Pelargonium bath salt
- 1 cup sea salt, coarse grind
- 1/2 cup baking soda
- 1/2 cup dried crushed rose and peppermint geranium leaves
Combine ingredients well. For a finer blend, ingredients can be ground together. Place in a muslin bag. To use: Place mix in a warm bath. Bathe for a minimum of 15 minutes to capture the full benefits of the herbs.
Geranium vinegar for skin care
- 4 cups cider vinegar
- 8 tbsp fresh or dried rose geranium leaves
Warm up the vinegar (not to boiling), add geranium leaves, cover and allow steeping, until cool. Strain and bottle.

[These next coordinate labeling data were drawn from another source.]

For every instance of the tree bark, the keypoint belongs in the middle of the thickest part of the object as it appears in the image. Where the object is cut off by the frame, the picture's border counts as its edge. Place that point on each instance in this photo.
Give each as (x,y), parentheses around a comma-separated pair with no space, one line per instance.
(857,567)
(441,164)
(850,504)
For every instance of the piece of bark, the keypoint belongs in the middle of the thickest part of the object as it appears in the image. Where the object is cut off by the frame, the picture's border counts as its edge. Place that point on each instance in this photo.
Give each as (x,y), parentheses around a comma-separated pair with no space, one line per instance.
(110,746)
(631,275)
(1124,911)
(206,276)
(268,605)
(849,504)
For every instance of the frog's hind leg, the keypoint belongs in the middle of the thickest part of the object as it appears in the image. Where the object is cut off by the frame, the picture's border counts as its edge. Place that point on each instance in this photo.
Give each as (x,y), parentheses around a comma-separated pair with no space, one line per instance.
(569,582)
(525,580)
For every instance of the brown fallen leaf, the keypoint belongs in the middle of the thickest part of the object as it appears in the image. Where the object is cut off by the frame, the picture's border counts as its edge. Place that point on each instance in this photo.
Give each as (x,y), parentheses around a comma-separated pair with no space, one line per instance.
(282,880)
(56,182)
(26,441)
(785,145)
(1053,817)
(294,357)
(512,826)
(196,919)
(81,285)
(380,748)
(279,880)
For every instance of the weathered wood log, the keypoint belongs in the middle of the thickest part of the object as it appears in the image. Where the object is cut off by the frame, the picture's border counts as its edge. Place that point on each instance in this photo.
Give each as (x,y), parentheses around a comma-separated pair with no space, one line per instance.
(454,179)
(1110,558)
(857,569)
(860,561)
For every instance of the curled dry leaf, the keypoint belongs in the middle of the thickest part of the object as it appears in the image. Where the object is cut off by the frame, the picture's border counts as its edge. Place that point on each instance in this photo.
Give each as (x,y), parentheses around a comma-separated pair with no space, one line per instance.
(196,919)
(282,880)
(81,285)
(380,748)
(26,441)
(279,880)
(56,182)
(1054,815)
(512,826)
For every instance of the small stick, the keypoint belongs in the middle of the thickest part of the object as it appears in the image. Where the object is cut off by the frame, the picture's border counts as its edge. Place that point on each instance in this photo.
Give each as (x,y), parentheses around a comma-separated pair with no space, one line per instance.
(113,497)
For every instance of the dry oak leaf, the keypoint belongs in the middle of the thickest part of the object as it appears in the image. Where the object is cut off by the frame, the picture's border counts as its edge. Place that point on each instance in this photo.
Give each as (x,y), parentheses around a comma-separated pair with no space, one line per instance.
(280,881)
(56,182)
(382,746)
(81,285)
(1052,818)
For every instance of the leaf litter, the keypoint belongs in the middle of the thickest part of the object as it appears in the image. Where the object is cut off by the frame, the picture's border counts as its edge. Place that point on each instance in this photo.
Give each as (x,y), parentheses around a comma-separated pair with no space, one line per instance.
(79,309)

To use: Add 1 cup to the bath. For hair rinse: Add 5 cups of water to the mix and rinse through hair.
Scented geranium jelly
- 1 pint prepared apple jelly
- 3 fresh leaves rose-scented geranium
Heat the jelly slowly over a low heat until liquefied. Add 2 rose geranium leaves and stir. Remove from heat. Let sit for 5 minutes. Remove the leaves. In a clean, sterilized jelly jar, place a fresh geranium leaf in the bottom. Pour jelly over the leaf. Allow to cool; cover and refrigerate. Yummy on plain pound cake or fresh warm scones. Use within a few weeks.
Scented geranium sugar
Wash the thoroughly dry fresh-herb leaves. Place approximately an inch of sugar in the bottom of a jar. Add a leaf or two, repeat sugar and leaf layers until the jar is full. Let stand up to two weeks. The sugar will be infused with the herbal flavor and can be used in recipes and coffee or tea.
Aromatic tea blend
(Warm and spicy blend)
- 3 tsp loose black or green tea
- 5 dried rose geranium leaves
- 6 whole cloves
- 1 crushed cinnamon stick
Mix the ingredients together. Store in a glass jar.
To use: Boil water in a teakettle. Transfer boiling water into a warmed glass or ceramic teapot. Add a teaspoon or two of herb tea mix and allow to steep for at least 10 minutes, longer for stronger tea. Sweeten with honey if desired.